Serverless
NodeSource offers Serverless support to collect data during a request in serverless settings. This data aids in debugging latency and other issues, making it ideal for those keen on addressing such problems in a serverless context.
AWS Setup
For using AWS resources, you need to configure the AWS SDK credentials in your environment. Check the AWS documentation to do this. After following the guide, your AWS CLI should be set up correctly for smooth AWS interactions.
Make sure you have all AWS credentials envs configured in your machine.
Env |
---|
AWS_SECRET_ACCESS_KEY |
AWS_DEFAULT_REGION |
AWS_ACCESS_KEY_ID |
Configuration
Using nsolid-serverless
, you can create the necessary infra resources and configure your serverless application to send telemetry data to the N|Solid Console.
Install
> npm i -g @nodesource/nsolid-serverless
Creating basic infra to collect data
The first step is to create a SQS Queue where we will send the telemetry data.

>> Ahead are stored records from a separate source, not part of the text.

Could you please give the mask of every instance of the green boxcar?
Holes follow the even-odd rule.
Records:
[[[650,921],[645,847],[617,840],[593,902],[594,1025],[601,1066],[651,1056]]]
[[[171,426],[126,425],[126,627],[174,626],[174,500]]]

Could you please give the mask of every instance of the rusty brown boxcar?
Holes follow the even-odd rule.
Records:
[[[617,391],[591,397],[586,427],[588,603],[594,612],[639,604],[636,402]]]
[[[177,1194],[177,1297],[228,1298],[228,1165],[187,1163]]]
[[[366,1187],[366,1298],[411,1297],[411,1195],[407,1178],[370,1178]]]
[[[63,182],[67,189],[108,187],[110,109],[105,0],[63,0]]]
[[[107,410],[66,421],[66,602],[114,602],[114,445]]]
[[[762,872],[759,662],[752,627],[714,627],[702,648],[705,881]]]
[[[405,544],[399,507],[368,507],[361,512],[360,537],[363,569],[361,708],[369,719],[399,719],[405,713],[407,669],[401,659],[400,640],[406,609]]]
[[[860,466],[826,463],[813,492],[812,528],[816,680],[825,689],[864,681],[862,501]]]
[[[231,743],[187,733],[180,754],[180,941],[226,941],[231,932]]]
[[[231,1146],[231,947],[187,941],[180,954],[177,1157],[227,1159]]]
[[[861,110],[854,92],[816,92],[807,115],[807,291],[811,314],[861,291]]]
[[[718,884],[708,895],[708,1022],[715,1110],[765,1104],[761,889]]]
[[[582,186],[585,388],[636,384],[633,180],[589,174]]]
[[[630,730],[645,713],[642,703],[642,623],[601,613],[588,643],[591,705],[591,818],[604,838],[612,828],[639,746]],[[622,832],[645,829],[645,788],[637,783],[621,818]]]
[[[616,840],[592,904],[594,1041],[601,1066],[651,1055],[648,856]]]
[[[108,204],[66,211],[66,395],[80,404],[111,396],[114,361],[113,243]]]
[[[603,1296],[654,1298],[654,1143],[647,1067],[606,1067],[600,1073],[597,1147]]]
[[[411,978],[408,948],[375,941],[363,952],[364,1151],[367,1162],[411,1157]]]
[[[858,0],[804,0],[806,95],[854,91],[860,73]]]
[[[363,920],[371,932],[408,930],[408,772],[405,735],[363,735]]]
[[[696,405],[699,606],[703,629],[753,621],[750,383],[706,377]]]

> nsolid-serverless infra --install
Collecting telemetry data
We need to set up some environment variables and layers in your lambdas to send data to our SQS queue created in the previous step.
> nsolid-serverless functions --install
Help
> nsolid-serverless --help
Adding Integration
After all the functions are set up, you need to configure the N|Solid Console.
Navigate to Settings > Integration
as below in the green box.
On the left side, there is a section called Integrations
:
Then scroll down and click on the New AWS SQS Integration
button to add the integration. The following form will be displayed:
Fill in the form with the following information:
- Queue Name: The name of the integration.
- Queue URL: https://sqs.\{region}.amazonaws.com/\{account-id}/nsolid-serverless-metrics
Click on the Save Integration
button to save the integration.
Monitoring Serverless via N|S Console UI
In the N|Solid Console, go to the applications dashboard and click on the Functions
tab on the left side.
The dashboard for the functions connected will be displayed as below:
or as below if you have multiple functions:
FUNCTION DETAIL VIEW
Select a function from the list by clicking in the function's name to see the details of the function. The detail view will be displayed as below:
The detail view will display the following information:
- ACCOUNT ID: The account ID of the function.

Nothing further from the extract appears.